Getting around Venezuela
Almost all significant towns are connected with scheduled services operated by domestic airlines, including Aeropostal (www.aeropostal.com), Aserca Airlines (www.asercaairlines.com), Avior (www.aviorair.com) and SBA Airlines (www.sbairlines.com).
A flight may be the best, though not the cheapest, option for reaching some of the more far-flung destinations, particularly Angel Falls (Canaima) and the Amazon region. Schedules are unreliable however, and you should book flights in advance, especially during the summer and national holidays.
The airport tax for domestic flights is Bs.F.120, often included in the airfare. Passengers that enter the country with Tourist Card and stay for less than 30 days do not have to pay the tax.
For most visitors, driving in Venezuela is not worth the effort. The paperwork is daunting, and many locals drive aggressively and with scant regard to the rules of the road. Above all, there are plenty of cheaper and easier alternatives, primarily buses and taxis. If you decide to drive, do be aware that drivers routinely ignore red lights. When filling up on petrol, pump attendants expect a tip.
The quality of roads is variable but the main roads in Caracas and to the interior are good.
Most major roads are paved, but some routes have many potholes; on these roads a 4-wheel drive is recommended. Many smaller backroads are dirt or gravel, which turn into a mudbath in the wet season; a 4-wheel drive is best at this time too.

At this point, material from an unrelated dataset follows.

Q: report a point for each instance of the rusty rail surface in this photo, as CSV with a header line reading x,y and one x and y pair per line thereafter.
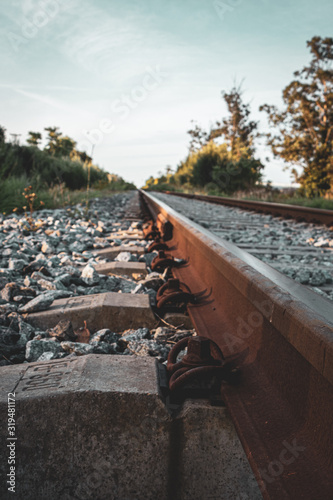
x,y
301,214
282,333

Most of the international car hire companies operate at the airport and in major city centres. You can often get better rates by booking online from home. Drivers need to be at least 21 years old to rent a car, and sometimes older for 4-wheel drive or luxury vehicles.
Taxis are plentiful in Caracas and other cities; they are not expensive but they don’t have meters so agree on the fare before you set off. Official taxis in Caracas are white, with yellow licence plates; they are safer than unmarked minicabs.
‘Por puesto’ shared taxis are also common and usually take the form of minibuses or old US cars (known as busetas or carritos). They follow set routes and are considerably cheaper, but you will probably have to pay the extra passengers’ fares if you don’t want to wait for it to fill up.
There is an abundance of buses covering the whole country, making this the best way to get around. Fares are cheap, though the condition of the buses varies widely, from rusty old wrecks to gleaming modern luxury coaches complete with bed-seats, icy air-conditioning and TV/DVD players.
Bus terminals in Caracas serve different parts of the country. Terminal de Oriente, for the east, southeast and Colombia, is found at metro Terminal de Oriente and is 15 minutes away by taxi. Terminal la Bandera serves the west and southwest and is five minutes by taxi from the metro station of same name. Luxury coaches with their own terminals, and serving various destinations, include Aeroexpresos Ejecutivos (www.aeroexpresos.com.ve).
All vehicles must carry a spare tyre, wheel block, jack wrench and special reflector triangle. You must be at least 18 years old to drive in Venezuela and 21 years old to rent a car. Speed limits are officially 80 to 120kph (50 to 75mph) on major roads and 40 to 60kph (25 to 37mph) in residential areas, though in reality limits are rarely enforced. Seat belt use is compulsory. You can't ride motorbikes in Caracas after 2200.
TACV (tel: +58 212 781 9743; www.automovilclubvenezuela.com). In the event of an accident, both vehicles must remain in the position of the accident until a Traffic Police Officer arrives, otherwise insurance companies will be unable to pay claims. For emergencies, call 911.
Drivers must have their licence and insurance documents with them at all times; both foreign licences and International Driving Permits are valid.
Caracas has a metro which is comfortable and inexpensive; with convenient links to long-distance bus stations (www.metrodecaracas.com.ve). Elsewhere, local transport is handled by both conventional bus services and por puestos (share-taxis). Fares for the latter are similar to those on the buses, though generally higher after 2100 and at weekends.
From the airport, authorised taxis (black Ford Explorers, with an oval yellow logo) line up in front of the international and domestic terminals. Pay in advance at the signposted ticket office. Do not go with unlicensed taxi drivers.
Apart from the Caracas subway and a suburban light-rail line, there are no passenger trains operating in Venezuela.